The SheROX Relay Team
Susan had always imagined that she'd have to lose her extra weight before she could ever compete in a triathlon. But then her friends invited her to do the swim portion of the SheROX Relay Triathlon. Here, Susan poses (far right) before her first triathlon with her relay partners. Kellie McGuire (far left) did the bicycle portion, Nicole LeBron (center left) did the run, and Kate Harrison (center right), who completed the entire triathlon by herself, was instrumental in helping Susan train for the swim.
Finishing The Swim
After the quarter of a mile swim in open water, there was no towel waiting for Susan. Because it was a relay triathlon, she had to run from the beach to the boardwalk, so that the biker could begin her part of the race. Here, Susan finishes the swim at the SheROX Relay Triathlon and moves to pass the race off to her teammate waiting to start the bike portion of the triathlon.
Triumph At SheROX
After successfully completing the swim portion of the SheROX triathlon, everything changed for Susan; she felt triumphant and inspired to take on a full triathlon by herself. Here, the ladies of the SheROX Relay Triathlon team pose after successfully completing the race.
Between having two children, putting in extra hours at work, and not getting much sleep, Susan had a hard time even finding a place in her schedule to fit exercise. But after years of putting it off, in 2010 Susan was 100 pounds over her target weight. Here, she poses with one of her two daughters.
After giving birth to her second daughter in 2003, Susan went right back to work and her extremely busy schedule. It was during that period in her life, when things seemed to be most hectic, that Susan really lost track of her weight. Here she poses with her daughter in 2003.
For Susan, it was her weight that had been holding her back from finding the athlete inside of her. And while finding a way to be comfortable with her own body was something she struggled with her whole life, her weight never held her back from anything else. Here, Susan poses with her brother Jaime Schleck at her college graduation in 1992.
The Athlete Inside Of Her
Susan never felt like she was any good at sports, and she always felt like people would take one look at her and laugh. "I could overcome just about anything with my sense of humor or my intelligence, but none of that helped on the athletic field," says Susan. Here, she poses with her friend Helenrose Fives (left) in 1990.

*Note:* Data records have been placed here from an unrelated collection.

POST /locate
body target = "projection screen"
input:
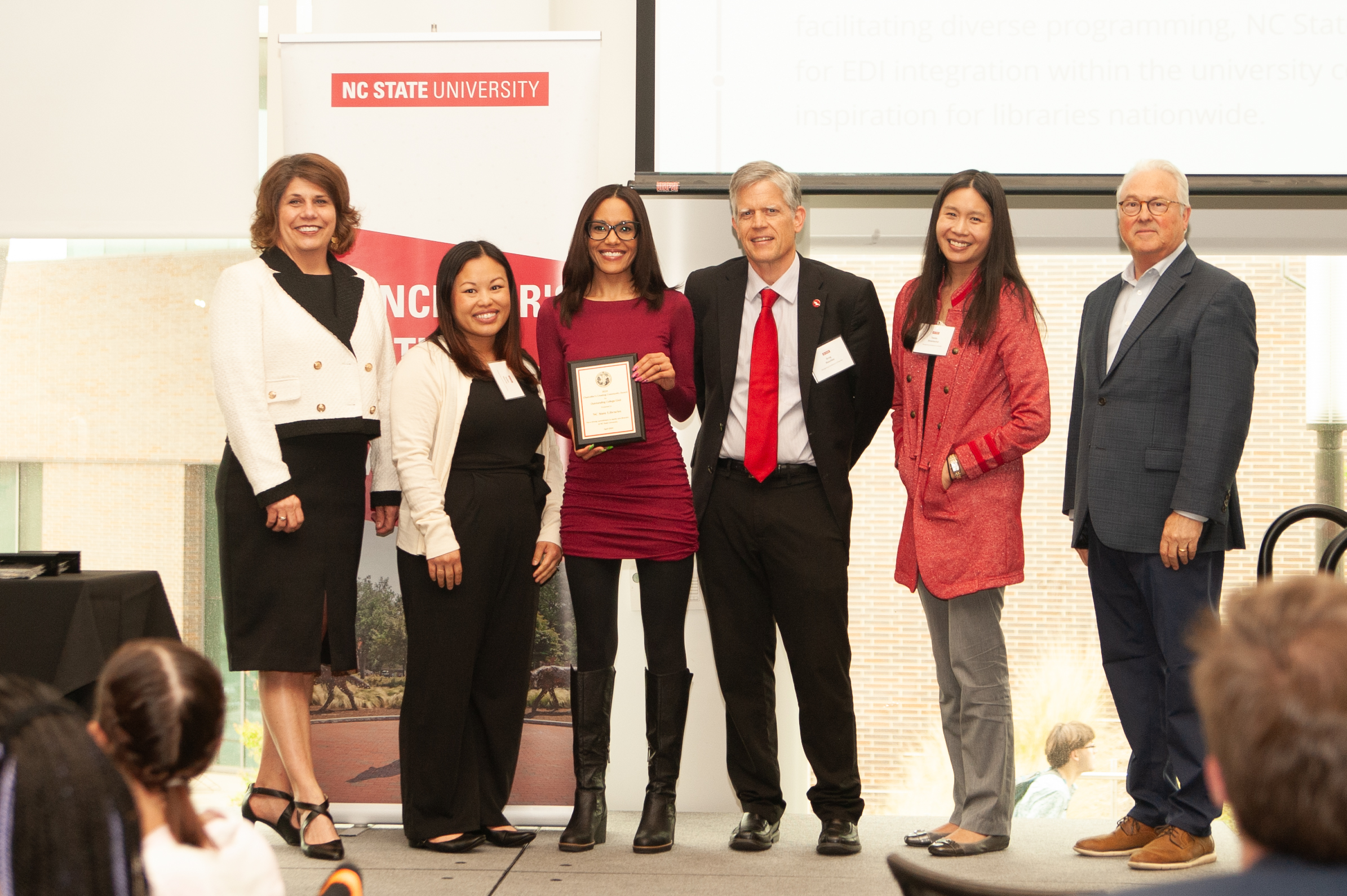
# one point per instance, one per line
(1038, 87)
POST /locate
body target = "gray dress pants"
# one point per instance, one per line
(970, 666)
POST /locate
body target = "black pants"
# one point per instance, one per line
(774, 557)
(1144, 612)
(664, 589)
(468, 662)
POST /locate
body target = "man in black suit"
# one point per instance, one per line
(1164, 390)
(1272, 691)
(792, 379)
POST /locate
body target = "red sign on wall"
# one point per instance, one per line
(406, 271)
(441, 90)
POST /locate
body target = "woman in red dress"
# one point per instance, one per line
(632, 500)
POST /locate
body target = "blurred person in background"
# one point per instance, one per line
(970, 401)
(481, 483)
(1070, 751)
(1164, 390)
(159, 716)
(68, 822)
(303, 366)
(1270, 686)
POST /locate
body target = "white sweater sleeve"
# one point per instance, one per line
(555, 477)
(419, 398)
(380, 457)
(240, 374)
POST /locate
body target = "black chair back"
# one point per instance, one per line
(1304, 512)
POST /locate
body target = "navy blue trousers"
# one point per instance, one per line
(1145, 612)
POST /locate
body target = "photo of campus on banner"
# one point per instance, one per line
(355, 717)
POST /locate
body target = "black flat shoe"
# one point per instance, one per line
(458, 845)
(990, 844)
(755, 835)
(282, 825)
(924, 839)
(838, 839)
(332, 850)
(509, 840)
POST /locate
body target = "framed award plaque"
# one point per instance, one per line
(605, 402)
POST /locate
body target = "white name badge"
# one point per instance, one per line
(509, 386)
(831, 357)
(935, 340)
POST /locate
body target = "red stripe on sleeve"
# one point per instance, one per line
(992, 446)
(977, 456)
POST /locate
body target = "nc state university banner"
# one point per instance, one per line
(445, 138)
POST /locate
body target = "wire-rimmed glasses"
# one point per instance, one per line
(1132, 208)
(626, 231)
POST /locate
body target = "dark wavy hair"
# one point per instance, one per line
(509, 347)
(162, 708)
(316, 169)
(578, 271)
(68, 822)
(999, 267)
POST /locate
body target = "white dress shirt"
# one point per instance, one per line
(1132, 295)
(792, 440)
(1131, 298)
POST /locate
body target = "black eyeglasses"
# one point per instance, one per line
(626, 231)
(1132, 208)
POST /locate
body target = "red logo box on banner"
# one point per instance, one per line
(441, 90)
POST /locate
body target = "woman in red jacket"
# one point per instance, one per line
(970, 398)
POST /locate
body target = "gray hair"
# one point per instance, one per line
(755, 171)
(1159, 165)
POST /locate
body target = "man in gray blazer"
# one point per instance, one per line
(1163, 394)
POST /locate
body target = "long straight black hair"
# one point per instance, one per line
(509, 347)
(999, 267)
(162, 708)
(578, 271)
(68, 822)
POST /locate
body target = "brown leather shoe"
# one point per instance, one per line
(1173, 849)
(1127, 839)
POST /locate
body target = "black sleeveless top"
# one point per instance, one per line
(499, 436)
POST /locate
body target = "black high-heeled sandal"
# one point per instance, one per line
(332, 850)
(282, 825)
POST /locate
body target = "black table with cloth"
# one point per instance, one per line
(61, 629)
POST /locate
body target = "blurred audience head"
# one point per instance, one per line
(68, 824)
(159, 715)
(1272, 689)
(1070, 742)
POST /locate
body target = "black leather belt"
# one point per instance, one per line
(782, 469)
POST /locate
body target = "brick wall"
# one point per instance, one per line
(1048, 620)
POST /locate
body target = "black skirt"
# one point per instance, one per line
(275, 584)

In high school Susan was 40 pounds overweight and just the idea of gym class made her uncomfortable. So during those classes where the kids were made to run laps, Susan would hide behind a trailer on school grounds and wait for the other kids to do a couple of laps before she jumped in the crowd, hoping she could fool her teachers into thinking she had run the laps like the rest of the class.
When she was a child the one athletic endeavor Susan really loved was swimming. Here she is, at age three, with her swimmies on.
Here, Susan on her first birthday, with chocolate cake all over.